I was troubled by this growing up as a young teenager as he seemed to know everything that was right for me and though I disagreed with some of his decisions I felt I could do nothing about it.
Now as an adult I realize that he was trying to do the best for me as he saw it. He loved me (as he still does) and obviously was trying to do the best in bringing me into adulthood as he saw it.
I resented him somewhat while I was growing up but now my resentment has disappeared as I have come to know him as an adult and to respect him for the person that he is. I suspect that I am going to make the same “mistakes” in raising my own children; after all one has to learn parenting as one goes along!
I agree with the opening comment of the thread that one of the most important things a father does is to love one’s mother. I have never heard an angry word from my father towards my mother even if she gets upset at something with him sometimes. This is a great strength in my father and I’m sure it is a great element in their great marriage and in their pride and happiness they have in their children and grandchildren.
And that includes me!
SP
My father was a silent man. He would come home from work say “hello” and that was the sum total of the conversation with my mother for the rest of the evening. They had a good relationship as far as I could tell as a child so maybe they communicated in some other way.
Strangely, when we had guests my father would chat and laugh and enter into the conversation with energy. Also if there were small children around he would play with them and take them outside for walks but when they left the silence descended again.
He lived into his nineties and this pattern never changed.
Jim
My dad ran a grocery business which was his whole life. He had no education and was completely devoid of words in any social occasion but he was immensely successful in a financial sense. We lived in a mansion surrounded by the most expensive cars for my mother and my siblings. Despite a life threatening illness we could not persuade him to retire or take annual vacations and he found it extremely difficult to let me take the business in the direction that I wanted even though I had been working with him for over 15 years.
He was very proud of the fact that he came from poverty pitied as a young man by others who were going off to college for university degrees and presumably very successful professional lives, yet he became the most successful of the lot.
I realize that he is happy in the world that he has created for himself but I regret that he could not have let the reins of the business go when he was still in reasonably good health to enjoy some travel or other relaxing activities with my mother and their friends. Now I fear it is getting too late and I only wish that he would listen to the advice of a son who loves him and learn to see me as his peer and companion.
D. Bell
Timid is how I remember him. A man of obvious intelligence yet with no confidence in himself and always terrified of the future.
He was musically gifted and as a child I remember his patience with me as I struggled to learn how to play the piano. His parents probably had a minimal education and may not even have been able to read or write and this probably accounted for his own absence of self confidence.
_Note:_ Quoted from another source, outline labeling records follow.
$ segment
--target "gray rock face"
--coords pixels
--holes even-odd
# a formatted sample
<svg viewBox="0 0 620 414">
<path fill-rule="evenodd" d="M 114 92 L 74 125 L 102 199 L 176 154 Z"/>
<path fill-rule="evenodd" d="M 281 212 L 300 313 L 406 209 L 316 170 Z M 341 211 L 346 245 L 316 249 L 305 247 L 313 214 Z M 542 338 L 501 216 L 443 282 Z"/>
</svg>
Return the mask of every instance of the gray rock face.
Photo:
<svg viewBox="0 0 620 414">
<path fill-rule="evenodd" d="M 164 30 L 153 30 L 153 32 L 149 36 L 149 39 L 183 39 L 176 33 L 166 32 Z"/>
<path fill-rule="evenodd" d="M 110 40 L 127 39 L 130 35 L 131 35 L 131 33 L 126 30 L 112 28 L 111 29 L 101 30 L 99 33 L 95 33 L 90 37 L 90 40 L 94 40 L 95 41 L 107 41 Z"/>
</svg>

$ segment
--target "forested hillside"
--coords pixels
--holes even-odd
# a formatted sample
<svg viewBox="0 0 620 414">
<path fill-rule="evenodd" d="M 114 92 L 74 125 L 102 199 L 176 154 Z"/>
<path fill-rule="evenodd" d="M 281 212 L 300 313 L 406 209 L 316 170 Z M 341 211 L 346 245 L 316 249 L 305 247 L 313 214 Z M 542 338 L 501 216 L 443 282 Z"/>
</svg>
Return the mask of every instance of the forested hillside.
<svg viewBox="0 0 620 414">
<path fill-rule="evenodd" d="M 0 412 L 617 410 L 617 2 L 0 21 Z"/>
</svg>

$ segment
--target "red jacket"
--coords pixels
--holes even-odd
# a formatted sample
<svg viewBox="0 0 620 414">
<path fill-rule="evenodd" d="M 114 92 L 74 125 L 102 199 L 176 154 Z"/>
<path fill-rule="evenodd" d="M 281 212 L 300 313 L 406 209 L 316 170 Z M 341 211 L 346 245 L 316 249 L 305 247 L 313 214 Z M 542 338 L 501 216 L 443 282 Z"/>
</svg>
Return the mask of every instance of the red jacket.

A lot of this rubbed off on me. I went through life always believing that I was smarter and more capable than others but my own inner sense of confidence was too low for me to achieve what I think was my full potential.
The bright side of the story is that my own children apparently saw me as a very confident person and did not detect my inner fears and insecurities. They have all gone on to very successful careers and marriages and so I am glad that I was the transition for them between the introverted stuggles of my father to their own extroverted personalities.
AMC
My siblings and I have a great relationship with our father. He brought us up with a strong Christian belief, not by force but by example. He always planned our summer vacations to do things that children would enjoy and as an avid tennis player he involved us in every aspect of the game to the extent that we now play with him regularly.
He was, and is, an ideal father, a friend, and as Stan said in an earlier comment he continues to love and revere my mother.